Last year we hosted a Sustainable Infrastructure Summit and H.J. Dewes from ABB talked about circularity across the supply chain for manufacturers. He talked about the need to re-think the supply chain and how it’s going to feed your business, how it’s going to feed your customers, how it’s going to feed the world, and how do you get that back?
Just like the different factors that go into building decarbonization, how can we be looking at it from that circularity viewpoint? How can we be planning systems with everyone in mind, from the design engineers to the contractors to the building owners to the operations/maintenance people to the occupants?
In the buildings sector we have a lot of excess waste from job sites, technology advancements garnering old systems obsolete, increasing demands for electricity with an already stressed electrical grid, among many other challenges.
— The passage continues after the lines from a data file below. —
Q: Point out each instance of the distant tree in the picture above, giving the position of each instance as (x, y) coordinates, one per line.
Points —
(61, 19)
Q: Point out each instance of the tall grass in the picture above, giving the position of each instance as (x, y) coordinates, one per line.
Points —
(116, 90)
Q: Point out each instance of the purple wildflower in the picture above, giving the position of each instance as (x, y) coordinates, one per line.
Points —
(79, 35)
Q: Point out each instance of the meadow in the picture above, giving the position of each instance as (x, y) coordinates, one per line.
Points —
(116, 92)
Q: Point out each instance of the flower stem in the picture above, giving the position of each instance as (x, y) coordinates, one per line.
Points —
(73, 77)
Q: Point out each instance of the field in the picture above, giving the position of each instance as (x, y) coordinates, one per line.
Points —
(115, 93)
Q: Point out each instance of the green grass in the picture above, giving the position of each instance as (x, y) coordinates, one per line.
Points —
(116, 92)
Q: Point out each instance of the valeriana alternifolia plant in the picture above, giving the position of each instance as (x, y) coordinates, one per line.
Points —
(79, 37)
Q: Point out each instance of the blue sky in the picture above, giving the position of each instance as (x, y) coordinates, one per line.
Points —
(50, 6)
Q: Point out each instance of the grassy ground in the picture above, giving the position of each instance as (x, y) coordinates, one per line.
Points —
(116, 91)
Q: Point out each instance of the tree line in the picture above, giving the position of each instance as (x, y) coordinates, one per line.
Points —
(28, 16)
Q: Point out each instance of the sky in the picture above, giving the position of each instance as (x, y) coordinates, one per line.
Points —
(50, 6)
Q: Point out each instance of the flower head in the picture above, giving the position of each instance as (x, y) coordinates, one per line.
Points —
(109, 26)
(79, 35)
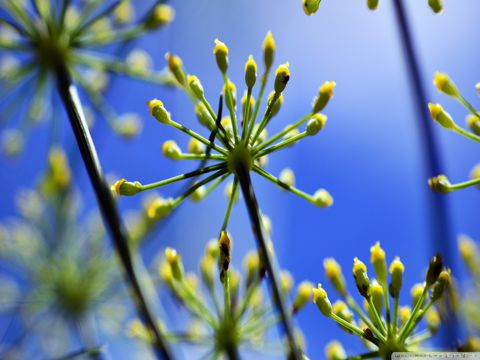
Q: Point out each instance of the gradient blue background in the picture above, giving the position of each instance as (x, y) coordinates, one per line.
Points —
(368, 156)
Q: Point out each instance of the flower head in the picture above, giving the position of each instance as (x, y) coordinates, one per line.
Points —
(36, 41)
(384, 329)
(237, 143)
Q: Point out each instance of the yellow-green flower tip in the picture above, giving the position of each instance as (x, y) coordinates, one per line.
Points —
(158, 111)
(335, 351)
(195, 86)
(436, 5)
(432, 319)
(221, 55)
(315, 124)
(322, 198)
(404, 313)
(468, 251)
(286, 281)
(304, 294)
(444, 85)
(173, 259)
(440, 184)
(372, 4)
(282, 75)
(175, 65)
(268, 50)
(333, 272)
(126, 188)
(325, 93)
(196, 147)
(171, 150)
(320, 298)
(160, 16)
(159, 207)
(341, 309)
(287, 176)
(473, 122)
(250, 72)
(310, 7)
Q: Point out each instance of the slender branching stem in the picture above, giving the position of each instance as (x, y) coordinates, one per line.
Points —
(69, 96)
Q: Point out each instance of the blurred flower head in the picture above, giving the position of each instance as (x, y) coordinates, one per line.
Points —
(383, 325)
(37, 37)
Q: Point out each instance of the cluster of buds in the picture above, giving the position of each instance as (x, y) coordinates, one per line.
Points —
(229, 311)
(310, 7)
(39, 39)
(446, 86)
(234, 151)
(382, 330)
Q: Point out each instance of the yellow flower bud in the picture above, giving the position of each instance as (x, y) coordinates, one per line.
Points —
(171, 150)
(372, 4)
(195, 87)
(287, 176)
(335, 351)
(416, 292)
(322, 198)
(310, 7)
(377, 258)
(196, 147)
(341, 310)
(361, 278)
(396, 273)
(160, 16)
(432, 318)
(376, 291)
(404, 313)
(304, 294)
(158, 111)
(127, 188)
(175, 65)
(320, 298)
(334, 274)
(436, 5)
(286, 281)
(444, 84)
(315, 124)
(207, 268)
(282, 75)
(251, 264)
(173, 259)
(250, 72)
(441, 116)
(468, 252)
(159, 207)
(439, 184)
(268, 50)
(473, 122)
(325, 93)
(221, 55)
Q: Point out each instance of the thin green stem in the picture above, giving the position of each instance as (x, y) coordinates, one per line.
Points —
(182, 176)
(231, 107)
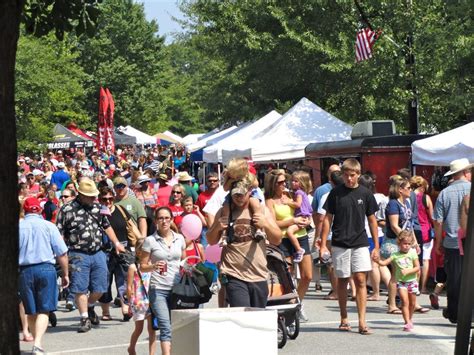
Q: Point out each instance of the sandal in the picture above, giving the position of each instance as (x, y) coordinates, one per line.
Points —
(422, 310)
(365, 331)
(331, 296)
(344, 327)
(394, 311)
(106, 317)
(27, 338)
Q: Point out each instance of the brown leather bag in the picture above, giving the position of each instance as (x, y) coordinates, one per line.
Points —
(133, 233)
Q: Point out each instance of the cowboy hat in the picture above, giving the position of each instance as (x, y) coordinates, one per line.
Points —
(458, 165)
(184, 176)
(87, 188)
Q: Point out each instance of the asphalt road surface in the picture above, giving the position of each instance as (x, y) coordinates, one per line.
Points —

But we also have a global issue around carbon emissions and upcoming generations that are becoming much more aware of the environment around us, the ways we are contributing to climate change, and looking for solutions to integrate sustainability into our daily lives.
If there’s something we have all learned (or been reminded of) as a society over these last two years, it’s that human beings are resilient. Resiliency is the capacity to recover. Even though it’s not a quick fix, climate change, building decarbonization, sustainability – we are all a part of this and can all make an impact.
ASHRAE (American Society of Heating, Refrigerating and Air-Conditioning Engineers) has the vision, “a healthy and sustainable built environment for all” and they are doing their part to live and breathe this. They have been educating people about the new energy future and have also created a task force for Building Decarbonization. They acknowledge that the United States is way behind the rest of the world when it comes to this and they are actively working to lead change and help move us closer to where we need to be.
There’s no one solution but if we’re all working together with the common goal to reduce the nearly 40% of global emissions that the buildings and building construction sector currently makes up, I believe that we can effect change. And that starts with us and the HVACR community actively working towards building decarbonization!